The Montgomery County Council will likely approve the first formal White Flint advisory committee next week after a resolution was introduced at Council today.
The White Flint Downtown Advisory Committee is an important step in the evolution of North Bethesda in two ways. First, the committee would make recommendations and communicate issues about the rapid development of the area to the County Executive, County Council and County government agencies.
Second, it would be charged with forming a White Flint Urban Partnership, similar to the Bethesda Urban Partnership or a Business Improvement District, by September 2017. The Urban Partnership would be a county-funded nonprofit responsible for running special events, marketing the area, picking up trash and providing other various maintenance services.
The committee, as proposed by County Executive Isiah Leggett (D), would be made up of 14 members, 11 who would be able to vote.

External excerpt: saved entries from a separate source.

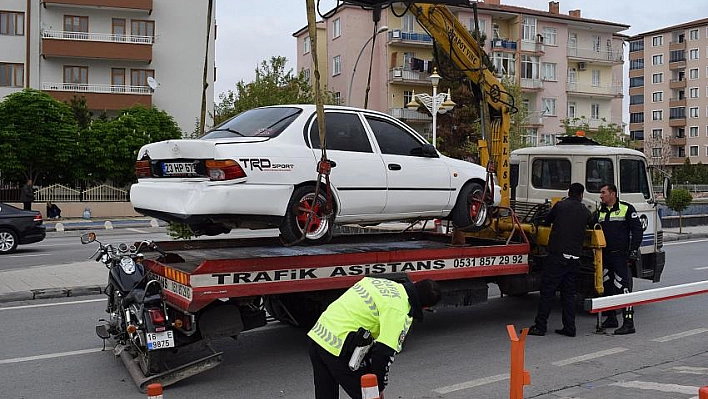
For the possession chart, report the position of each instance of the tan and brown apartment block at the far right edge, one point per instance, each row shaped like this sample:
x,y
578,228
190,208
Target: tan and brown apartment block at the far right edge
x,y
668,90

Residents, business owners, property owners, Greater Bethesda-Chevy Chase Chamber of Commerce representatives and some one from the County Executive’s office, the County Council and the North Bethesda Transportation Management District would be in the group.
Advisory committees or boards issue recommendations typically in the form of a letter after being briefed on development, traffic or infrastructure issues.

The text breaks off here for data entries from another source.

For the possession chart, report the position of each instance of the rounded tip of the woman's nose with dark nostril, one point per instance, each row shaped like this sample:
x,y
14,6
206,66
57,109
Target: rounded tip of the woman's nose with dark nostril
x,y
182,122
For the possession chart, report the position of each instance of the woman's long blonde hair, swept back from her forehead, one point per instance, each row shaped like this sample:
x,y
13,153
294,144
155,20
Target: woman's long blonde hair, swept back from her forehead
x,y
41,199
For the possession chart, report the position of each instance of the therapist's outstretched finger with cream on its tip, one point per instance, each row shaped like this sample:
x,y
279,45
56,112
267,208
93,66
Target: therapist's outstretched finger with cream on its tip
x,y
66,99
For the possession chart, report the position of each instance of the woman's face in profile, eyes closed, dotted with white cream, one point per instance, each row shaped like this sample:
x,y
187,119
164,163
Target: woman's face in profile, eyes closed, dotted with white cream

Those letters carry weight with policy makers as the areas served by the committees are not municipalities and rely on County government for improvement.

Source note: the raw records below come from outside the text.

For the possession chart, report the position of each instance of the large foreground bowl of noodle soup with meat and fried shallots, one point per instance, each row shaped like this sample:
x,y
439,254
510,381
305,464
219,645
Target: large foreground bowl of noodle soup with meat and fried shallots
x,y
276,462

Managing development should be a constant topic for the group. Over the next 25 years, the multiple new developments approved in the 2010 White Flint Sector Plan will bring more than 14,000 housing units and 13 million square feet in commercial space to both sides of Rockville Pike.
Developers are in the early stages of work on a 280,000-square-foot retail and residential area with a 320-room Westin Hotel and suspension bridge over the White Flint Metro station platform just east of Rockville Pike.
Across the street, construction on the first phase of the Pike & Rose development at Mid-Pike Plaza is underway. That project is expected to bring 3.4 million square feet of mixed-use development by 2014.
South of Nicholson Lane, North Bethesda Market and its 24-story tower (the tallest building in Montgomery County) has sprouted. There are plans for another phase of the development and an even taller tower.
Then, there are the plans to turn White Flint mall into 45 acres of similar mixed-use development.